The Machine Learning Regression Trend tool uses random sample consensus (RANSAC) to fit and extrapolate a linear model by discarding potential outliers, resulting in a more robust fit.
🔶 USAGE
The proposed tool can be used like a regular linear regression, providing support/resistance as well as forecasting an estimated underlying trend.
Using RANSAC allows filtering out outliers from the input data of our final fit, by outliers we are referring to values deviating from the underlying trend whose influence on a fitted model is undesired. For financial prices and under the assumptions of segmented linear trends, these outliers can be caused by volatile moves and/or periodic variations within an underlying trend.
Adjusting the "Allowed Error" numerical setting will determine how sensitive the model is to outliers, with higher values returning a more sensitive model. The blue margin displayed shows the allowed error area.
The number of outliers in the calculation window (represented by red dots) can also be indicative of the amount of noise added to an underlying linear trend in the price, with more outliers suggesting more noise.
Compared to a regular linear regression which does not discriminate against any point in the calculation window, we see that the model using RANSAC is more conservative, giving more importance to detecting a higher number of inliners.
🔶 DETAILS
RANSAC is a general approach to fitting more robust models in the presence of outliers in a dataset and as such does not limit itself to a linear regression model.

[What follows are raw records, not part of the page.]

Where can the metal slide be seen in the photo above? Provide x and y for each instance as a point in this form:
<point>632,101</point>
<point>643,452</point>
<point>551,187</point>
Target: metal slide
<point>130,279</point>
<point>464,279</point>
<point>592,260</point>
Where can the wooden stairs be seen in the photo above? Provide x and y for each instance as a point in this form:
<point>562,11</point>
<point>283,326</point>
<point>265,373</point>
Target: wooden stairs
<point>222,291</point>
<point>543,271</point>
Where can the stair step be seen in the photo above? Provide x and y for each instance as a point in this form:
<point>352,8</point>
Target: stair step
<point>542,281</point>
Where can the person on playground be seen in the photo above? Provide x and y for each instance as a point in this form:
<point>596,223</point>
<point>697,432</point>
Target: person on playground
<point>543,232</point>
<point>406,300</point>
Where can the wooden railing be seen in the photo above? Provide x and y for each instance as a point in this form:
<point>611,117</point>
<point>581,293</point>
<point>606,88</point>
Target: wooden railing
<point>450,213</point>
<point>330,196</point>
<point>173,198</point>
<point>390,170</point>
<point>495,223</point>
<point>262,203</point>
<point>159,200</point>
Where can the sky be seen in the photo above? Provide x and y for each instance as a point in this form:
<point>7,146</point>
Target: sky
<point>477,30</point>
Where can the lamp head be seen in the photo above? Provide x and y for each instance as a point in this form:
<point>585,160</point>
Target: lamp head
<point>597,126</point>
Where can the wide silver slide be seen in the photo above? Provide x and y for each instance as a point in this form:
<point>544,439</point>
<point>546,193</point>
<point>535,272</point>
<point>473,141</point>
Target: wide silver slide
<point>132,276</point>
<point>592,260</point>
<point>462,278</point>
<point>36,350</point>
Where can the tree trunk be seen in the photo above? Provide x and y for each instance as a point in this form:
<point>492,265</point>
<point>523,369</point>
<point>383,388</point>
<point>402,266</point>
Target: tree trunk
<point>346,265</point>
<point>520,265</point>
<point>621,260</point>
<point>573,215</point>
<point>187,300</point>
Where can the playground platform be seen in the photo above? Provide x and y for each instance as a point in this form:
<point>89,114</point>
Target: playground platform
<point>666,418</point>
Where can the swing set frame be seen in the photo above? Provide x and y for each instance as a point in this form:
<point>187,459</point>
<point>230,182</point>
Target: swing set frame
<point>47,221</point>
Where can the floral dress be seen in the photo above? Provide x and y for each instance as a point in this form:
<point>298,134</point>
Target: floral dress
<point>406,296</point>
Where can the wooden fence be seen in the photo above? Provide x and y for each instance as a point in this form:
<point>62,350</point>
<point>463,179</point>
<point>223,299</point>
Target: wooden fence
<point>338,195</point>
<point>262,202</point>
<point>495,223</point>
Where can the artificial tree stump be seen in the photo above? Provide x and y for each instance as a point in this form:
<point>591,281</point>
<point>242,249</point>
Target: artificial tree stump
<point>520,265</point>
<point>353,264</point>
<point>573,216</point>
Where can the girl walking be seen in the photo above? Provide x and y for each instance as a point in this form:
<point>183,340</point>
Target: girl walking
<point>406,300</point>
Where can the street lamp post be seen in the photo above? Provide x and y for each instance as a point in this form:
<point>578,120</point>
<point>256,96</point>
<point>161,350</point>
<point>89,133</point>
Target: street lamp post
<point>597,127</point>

This iterative approach can be summarized as follow for the case of our script:
Step 1: Obtain a subset of our dataset by randomly selecting 2 unique samples
Step 2: Fit a linear regression to our subset
Step 3: Get the error between the value within our dataset and the fitted model at time t, if the absolute error is lower than our tolerance threshold then that value is an inlier
Step 4: If the amount of detected inliers is greater than a user-set amount save the model
Repeat steps 1 to 4 until the set number of iterations is reached and use the model that maximizes the number of inliers
🔶 SETTINGS
Length: Calculation window of the linear regression.
Width: Linear regression channel width.
Source: Input data for the linear regression calculation.
🔹RANSAC
Minimum Inliers: Minimum number of inliers required to return an appropriate model.
Allowed Error: Determine the tolerance threshold used to detect potential inliers. "Auto" will automatically determine the tolerance threshold and will allow the user to multiply it through the numerical input setting at the side. "Fixed" will use the user-set value as the tolerance threshold.
Maximum Iterations Steps: Maximum number of allowed iterations.